In that day a veil was the equivalent of a wedding ring. It would be like every married woman when attending (house) church, to take their wedding bands off when they came through the door. That would dishonor themselves, their husbands, God, the angels in charge of their marriage and home, the people gathered, and the local custom! Paul said to put the veils back on ladies, though you have the freedom to not wear them.
Three times in that passage he refers to it being a custom, and for them to judge it themselves*. He also tells the wives they may pray and prophesy in the meetings as long as they are properly clothed.* People often forget this fact when they read 3 chapters later and the subject has changed to order and taking turns in the (home) meetings, when he tells the wives if they have questions, for the sake of the flow of the meeting to ask their husbands at home. Some take that to mean women can't speak in meetings - wrong - look at context and culture and history!

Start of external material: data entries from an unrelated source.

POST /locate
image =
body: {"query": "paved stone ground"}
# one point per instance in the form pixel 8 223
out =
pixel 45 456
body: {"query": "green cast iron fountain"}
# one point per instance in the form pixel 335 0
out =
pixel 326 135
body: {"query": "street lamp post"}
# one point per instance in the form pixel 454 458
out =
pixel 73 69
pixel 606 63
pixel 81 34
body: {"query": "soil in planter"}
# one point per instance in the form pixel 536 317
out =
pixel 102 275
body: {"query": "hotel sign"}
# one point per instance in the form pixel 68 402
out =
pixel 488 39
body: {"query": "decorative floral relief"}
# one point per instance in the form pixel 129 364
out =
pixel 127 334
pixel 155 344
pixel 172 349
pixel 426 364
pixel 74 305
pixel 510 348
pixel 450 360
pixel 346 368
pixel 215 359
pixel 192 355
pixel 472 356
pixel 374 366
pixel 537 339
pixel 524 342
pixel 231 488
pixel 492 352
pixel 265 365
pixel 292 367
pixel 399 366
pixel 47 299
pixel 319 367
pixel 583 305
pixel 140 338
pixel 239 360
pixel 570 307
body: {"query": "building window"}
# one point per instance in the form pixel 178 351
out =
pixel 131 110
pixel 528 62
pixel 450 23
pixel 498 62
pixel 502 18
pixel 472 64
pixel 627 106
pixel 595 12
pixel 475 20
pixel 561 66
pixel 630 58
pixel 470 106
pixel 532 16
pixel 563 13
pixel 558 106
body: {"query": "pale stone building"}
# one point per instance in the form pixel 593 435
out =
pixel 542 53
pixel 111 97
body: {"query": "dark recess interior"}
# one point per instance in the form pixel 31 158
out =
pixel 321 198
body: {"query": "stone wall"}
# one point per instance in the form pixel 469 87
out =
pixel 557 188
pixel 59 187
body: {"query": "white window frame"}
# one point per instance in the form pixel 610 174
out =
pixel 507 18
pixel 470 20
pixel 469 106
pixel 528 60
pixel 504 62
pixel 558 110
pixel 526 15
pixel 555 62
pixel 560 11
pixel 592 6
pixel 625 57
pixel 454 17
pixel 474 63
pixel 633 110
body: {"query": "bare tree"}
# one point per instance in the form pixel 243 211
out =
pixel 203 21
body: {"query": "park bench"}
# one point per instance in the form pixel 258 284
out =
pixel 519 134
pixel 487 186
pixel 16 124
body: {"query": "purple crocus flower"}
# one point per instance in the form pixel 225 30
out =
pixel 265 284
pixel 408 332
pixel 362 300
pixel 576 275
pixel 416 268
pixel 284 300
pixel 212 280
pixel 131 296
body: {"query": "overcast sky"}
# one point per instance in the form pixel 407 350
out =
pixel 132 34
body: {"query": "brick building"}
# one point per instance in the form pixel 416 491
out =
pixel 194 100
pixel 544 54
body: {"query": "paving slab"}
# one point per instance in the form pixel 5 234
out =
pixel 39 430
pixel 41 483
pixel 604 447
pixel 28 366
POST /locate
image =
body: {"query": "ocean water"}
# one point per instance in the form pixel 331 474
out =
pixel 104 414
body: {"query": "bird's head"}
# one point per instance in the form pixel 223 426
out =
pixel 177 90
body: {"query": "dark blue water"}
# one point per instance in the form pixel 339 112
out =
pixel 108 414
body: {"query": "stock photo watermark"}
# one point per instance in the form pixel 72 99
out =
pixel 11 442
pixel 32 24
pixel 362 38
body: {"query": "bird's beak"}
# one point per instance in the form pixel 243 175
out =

We know from Acts 18 that 3 cultures - Roman, Greek, Jewish- were suddenly gathering together in the house of a Roman named Justus, and that led to confusion, thus Paul's instructions about order and taking turns and politeness when a guest in someone's home. *I Corinthians 11: 5-6, 13, 16; 14:26-40
He wouldn't tell them to pray and prophesy in chapter 11 and then tell them they can't talk in chapter 14 - context and culture is everything. That is the same for the passage in I Timothy 2:14-15 when he tells the women not to flaunt their wealth by braiding their hair and wearing a lot of jewelry, and then tells them not to usurp authority over their husbands: Teaching, speaking, and prophesying in agreement with the spouse in marital harmony is fine, but they were abusing freedom in Christ at the expense of local culture, marital peace, and order, and it was hurting them and the spread of the gospel.